‘Stingel’s work demonstrates an acute awareness of the aspirations, failures and challenges to Modernist painting, while at the same time expressing a sincere belief in painting itself, focusing on formal characteristics including colour, gesture, composition, and, most importantly, surface’ (G. Carrion Murayari, ‘Untitled’, in Rudolf Stingel, exh. cat., Museum of Contemporary Art, Chicago, 2007, p. 111).

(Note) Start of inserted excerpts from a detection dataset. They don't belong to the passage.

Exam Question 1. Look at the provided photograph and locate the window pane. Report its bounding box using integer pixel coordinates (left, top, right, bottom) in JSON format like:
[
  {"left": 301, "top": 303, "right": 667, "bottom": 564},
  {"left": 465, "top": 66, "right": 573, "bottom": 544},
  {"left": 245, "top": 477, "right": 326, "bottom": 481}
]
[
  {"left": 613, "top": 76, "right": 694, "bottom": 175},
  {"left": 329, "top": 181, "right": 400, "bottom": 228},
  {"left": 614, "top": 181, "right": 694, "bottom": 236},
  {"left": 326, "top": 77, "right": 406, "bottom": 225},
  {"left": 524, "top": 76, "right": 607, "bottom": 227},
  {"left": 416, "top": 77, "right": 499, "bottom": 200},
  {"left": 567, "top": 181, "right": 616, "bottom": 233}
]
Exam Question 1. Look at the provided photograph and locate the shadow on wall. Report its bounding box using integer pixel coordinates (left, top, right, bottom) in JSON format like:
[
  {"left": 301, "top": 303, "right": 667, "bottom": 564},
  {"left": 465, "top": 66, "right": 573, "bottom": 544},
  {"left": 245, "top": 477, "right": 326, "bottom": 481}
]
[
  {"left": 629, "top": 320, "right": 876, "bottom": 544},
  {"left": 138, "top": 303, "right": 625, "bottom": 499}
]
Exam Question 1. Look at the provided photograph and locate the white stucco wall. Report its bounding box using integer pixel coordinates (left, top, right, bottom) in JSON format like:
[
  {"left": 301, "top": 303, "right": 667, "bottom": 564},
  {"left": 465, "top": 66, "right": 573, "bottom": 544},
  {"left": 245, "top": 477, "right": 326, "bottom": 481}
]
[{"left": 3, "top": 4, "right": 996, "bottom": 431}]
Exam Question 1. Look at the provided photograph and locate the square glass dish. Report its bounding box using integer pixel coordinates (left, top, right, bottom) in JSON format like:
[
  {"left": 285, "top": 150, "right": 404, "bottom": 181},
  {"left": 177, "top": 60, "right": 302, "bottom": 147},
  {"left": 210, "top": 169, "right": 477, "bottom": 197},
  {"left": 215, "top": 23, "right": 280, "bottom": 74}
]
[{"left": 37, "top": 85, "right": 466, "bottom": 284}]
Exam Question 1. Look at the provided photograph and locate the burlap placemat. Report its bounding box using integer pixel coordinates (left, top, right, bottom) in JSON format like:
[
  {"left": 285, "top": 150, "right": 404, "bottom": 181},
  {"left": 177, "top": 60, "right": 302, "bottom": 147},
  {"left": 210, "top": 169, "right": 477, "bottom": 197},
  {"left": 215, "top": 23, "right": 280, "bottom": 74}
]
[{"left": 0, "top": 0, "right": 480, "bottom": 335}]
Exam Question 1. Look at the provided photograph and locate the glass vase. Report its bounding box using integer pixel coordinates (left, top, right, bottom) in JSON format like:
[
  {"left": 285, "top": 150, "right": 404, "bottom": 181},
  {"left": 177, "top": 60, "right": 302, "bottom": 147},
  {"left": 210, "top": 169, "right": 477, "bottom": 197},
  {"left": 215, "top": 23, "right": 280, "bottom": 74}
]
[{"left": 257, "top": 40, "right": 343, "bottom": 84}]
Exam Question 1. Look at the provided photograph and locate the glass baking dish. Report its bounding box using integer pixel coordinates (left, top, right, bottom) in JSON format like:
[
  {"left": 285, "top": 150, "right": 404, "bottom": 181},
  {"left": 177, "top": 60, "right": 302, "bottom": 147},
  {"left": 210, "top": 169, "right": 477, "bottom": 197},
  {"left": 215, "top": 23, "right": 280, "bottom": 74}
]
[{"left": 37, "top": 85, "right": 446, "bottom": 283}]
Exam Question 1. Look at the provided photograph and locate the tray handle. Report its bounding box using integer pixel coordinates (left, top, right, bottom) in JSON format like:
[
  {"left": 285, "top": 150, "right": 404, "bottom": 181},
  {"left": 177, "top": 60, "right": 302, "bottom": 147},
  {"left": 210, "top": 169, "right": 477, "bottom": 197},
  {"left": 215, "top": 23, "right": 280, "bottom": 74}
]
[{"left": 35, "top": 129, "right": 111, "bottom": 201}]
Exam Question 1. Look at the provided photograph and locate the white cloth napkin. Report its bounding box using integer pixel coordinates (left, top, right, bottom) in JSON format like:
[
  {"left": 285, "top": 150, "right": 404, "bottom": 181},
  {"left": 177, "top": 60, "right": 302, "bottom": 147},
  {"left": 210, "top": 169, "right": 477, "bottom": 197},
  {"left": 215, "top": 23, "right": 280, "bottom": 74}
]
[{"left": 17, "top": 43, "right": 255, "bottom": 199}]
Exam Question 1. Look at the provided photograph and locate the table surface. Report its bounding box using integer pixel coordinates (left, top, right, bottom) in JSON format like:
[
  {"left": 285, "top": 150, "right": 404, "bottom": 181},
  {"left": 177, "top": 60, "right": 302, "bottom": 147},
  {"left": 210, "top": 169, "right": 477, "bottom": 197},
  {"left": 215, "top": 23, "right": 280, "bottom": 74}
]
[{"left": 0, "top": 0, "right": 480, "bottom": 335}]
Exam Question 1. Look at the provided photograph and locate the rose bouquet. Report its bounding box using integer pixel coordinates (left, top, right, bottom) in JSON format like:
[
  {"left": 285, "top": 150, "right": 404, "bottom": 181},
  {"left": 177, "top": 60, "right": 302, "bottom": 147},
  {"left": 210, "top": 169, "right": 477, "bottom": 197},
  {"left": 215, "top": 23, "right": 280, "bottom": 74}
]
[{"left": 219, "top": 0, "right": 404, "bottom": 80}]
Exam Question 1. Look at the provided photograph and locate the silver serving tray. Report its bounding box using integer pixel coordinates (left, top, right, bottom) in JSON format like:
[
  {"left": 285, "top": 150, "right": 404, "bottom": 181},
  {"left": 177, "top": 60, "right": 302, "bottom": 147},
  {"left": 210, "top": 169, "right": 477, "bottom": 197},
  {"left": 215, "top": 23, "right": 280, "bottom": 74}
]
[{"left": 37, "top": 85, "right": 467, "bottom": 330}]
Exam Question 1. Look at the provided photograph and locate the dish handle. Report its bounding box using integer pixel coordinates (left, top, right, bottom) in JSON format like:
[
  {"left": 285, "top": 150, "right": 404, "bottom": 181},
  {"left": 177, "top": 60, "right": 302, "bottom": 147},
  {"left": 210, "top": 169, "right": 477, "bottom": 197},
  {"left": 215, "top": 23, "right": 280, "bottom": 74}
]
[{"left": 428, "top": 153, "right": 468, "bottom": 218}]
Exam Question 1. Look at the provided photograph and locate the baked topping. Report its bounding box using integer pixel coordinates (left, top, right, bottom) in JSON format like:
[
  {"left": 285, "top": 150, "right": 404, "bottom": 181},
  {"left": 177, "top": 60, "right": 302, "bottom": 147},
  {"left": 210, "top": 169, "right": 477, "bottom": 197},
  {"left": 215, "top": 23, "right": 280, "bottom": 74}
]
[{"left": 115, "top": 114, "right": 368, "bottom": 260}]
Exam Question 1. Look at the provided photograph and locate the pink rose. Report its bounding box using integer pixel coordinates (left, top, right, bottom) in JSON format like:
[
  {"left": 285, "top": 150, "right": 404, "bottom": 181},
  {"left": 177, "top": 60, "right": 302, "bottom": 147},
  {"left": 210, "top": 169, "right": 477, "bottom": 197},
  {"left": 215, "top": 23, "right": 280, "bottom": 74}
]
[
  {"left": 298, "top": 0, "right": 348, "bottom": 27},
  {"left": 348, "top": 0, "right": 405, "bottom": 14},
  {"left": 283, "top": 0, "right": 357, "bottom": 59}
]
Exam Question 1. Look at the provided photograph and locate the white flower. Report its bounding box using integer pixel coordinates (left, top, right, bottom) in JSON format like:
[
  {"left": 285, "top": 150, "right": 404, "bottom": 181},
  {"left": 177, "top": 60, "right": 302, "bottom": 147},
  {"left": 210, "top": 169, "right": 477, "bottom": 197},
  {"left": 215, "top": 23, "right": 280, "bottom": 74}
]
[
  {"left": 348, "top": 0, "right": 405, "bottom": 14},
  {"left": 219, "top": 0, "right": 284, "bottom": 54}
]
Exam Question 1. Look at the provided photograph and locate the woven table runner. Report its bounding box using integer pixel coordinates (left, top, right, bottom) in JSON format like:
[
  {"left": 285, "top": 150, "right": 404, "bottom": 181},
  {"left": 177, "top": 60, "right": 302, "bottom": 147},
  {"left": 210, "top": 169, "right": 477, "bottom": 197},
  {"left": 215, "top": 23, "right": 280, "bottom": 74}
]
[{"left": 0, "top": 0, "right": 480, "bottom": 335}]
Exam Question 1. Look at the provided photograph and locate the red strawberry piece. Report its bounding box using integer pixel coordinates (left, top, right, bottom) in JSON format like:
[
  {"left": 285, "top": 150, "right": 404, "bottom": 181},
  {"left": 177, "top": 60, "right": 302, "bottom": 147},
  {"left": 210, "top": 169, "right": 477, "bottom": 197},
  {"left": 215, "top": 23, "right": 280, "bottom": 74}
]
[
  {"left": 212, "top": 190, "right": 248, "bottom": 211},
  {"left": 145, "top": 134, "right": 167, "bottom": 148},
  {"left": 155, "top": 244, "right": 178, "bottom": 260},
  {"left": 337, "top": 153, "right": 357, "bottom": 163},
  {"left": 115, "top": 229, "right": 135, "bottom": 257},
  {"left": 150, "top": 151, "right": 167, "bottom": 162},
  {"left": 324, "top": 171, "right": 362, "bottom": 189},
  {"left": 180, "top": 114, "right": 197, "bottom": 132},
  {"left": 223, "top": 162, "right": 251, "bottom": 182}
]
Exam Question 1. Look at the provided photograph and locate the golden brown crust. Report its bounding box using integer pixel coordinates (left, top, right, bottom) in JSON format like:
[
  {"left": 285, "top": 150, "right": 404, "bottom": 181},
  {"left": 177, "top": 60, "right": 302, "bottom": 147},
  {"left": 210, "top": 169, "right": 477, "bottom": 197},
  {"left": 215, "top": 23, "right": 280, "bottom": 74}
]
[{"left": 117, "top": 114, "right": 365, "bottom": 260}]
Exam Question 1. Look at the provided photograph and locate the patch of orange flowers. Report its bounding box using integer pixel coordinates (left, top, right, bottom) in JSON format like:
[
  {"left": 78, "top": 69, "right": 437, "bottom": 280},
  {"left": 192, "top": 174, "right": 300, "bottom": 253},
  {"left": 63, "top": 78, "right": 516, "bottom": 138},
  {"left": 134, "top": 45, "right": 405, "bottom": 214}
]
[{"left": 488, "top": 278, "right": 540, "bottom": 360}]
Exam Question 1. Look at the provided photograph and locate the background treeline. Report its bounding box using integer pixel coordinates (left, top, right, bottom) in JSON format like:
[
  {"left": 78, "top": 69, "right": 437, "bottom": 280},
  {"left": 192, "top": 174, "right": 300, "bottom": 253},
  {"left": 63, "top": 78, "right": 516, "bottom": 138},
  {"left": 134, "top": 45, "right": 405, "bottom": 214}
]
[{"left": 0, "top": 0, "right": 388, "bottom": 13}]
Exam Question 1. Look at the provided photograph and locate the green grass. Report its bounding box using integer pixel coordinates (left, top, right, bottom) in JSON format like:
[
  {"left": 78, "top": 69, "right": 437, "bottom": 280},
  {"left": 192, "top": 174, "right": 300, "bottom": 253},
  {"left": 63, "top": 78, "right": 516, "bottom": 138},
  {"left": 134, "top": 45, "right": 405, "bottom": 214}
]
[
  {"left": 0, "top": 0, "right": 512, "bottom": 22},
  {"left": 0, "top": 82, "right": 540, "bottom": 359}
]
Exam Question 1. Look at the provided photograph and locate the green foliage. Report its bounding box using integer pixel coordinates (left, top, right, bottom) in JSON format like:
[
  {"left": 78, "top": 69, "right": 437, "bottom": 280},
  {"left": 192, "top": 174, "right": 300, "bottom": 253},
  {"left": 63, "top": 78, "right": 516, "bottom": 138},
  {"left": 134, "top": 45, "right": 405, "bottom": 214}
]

Painted in 1986, Untitled is a captivating example of Rudolf Stingel’s early work, demonstrating his initial engagement with the abstract vernacular of the 1980s. With sublime overtones of colour field painting, as well as the sumptuously layered chromatic surfaces of Gerhard Richter, it represents an insight into the artist’s earliest engagement with painting in a world that had declared it dead. The following year, Stingel would move to New York where, amidst the rise of post-modernism and appropriation art, he began to seek radical new directions for the time-honoured medium, authoring his own detailed painting manual in 1989. Looking back to the ornamental language of the Baroque, Stingel began to use gauze as a way of impacting the distribution of paint, creating unpredictable all-over surface patterns that transformed the canvas into a kind of opulent wallpaper. In a further series of paintings, he imprinted his own footprints into Styrofoam, transforming traditional pictorial space into a traversable ground. In Untitled, we see the foundations of this aesthetic beginning to take shape: a blurred, iridescent expanse of colour, redolent of Stingel’s later stencilled spray paintings, is intercepted by a central aperture, an ornamental fissure in the surface of the paint. Like Richter’s squeegeed canvases, the painting stratifies before our eyes, revealing an almost fossilised filigree beneath its calm exterior. It is this aesthetic that would be brought to bear upon Stingel’s subsequent oeuvre, creating a language grounded in imprints, traces and residual marks.
Extending the legacy of Robert Rauschenberg, Stingel’s oeuvre complicates the orientation of the picture plane, posing alternately as wall and floor. In many of Stingel’s later projects, this notion has been expanded to literal proportions, giving rise to the conceptual use of carpet and laminate flooring as performative artworks - surfaces that become progressively worn and besmirched by the continual traffic of gallery visitors. In the artist’s major mid-career retrospective at the Museum of Contemporary Art, Chicago and the Whitney Museum of American Art, New York in 2007, Stingel covered the gallery walls with metallic Celotex insulation board and invited viewers to draw and write on its soft reflective plane. The almost topographical surface patterns of the present work may be said to foreshadow these endeavours, presaging the rugged texture of Styrofoam and the woven fibres of carpet fabric. As Chrissie Iles has written, ‘In Rudolf Stingel’s work, the parameters of painting and architecture are turned inside out. The traditional qualities of painting ... pictorialism, flatness, illusion, composition, and autonomy ... become corrupted by a new symbolic framework, in which paintings metamorphoses - sometimes literally, sometimes through association ... into a fragment of rococo wallpaper or stucco work, a mirrored floor, a thick rectangle of Styrofoam trampled by footprints, an oversized photograph, or a dirty carpet. Stingel’s disclosures produce a disturbing sense of artifice ... an un-natural state that, in the nineteenth century, was deemed decadent’ (C. Iles, ‘Surface Tension’, in F. Bonami (ed.), Rudolf Stingel, Chicago 2007, p. 14). It is this decadence that Stingel’s oeuvre celebrates, and which is already palpable in the captivating surface of Untitled.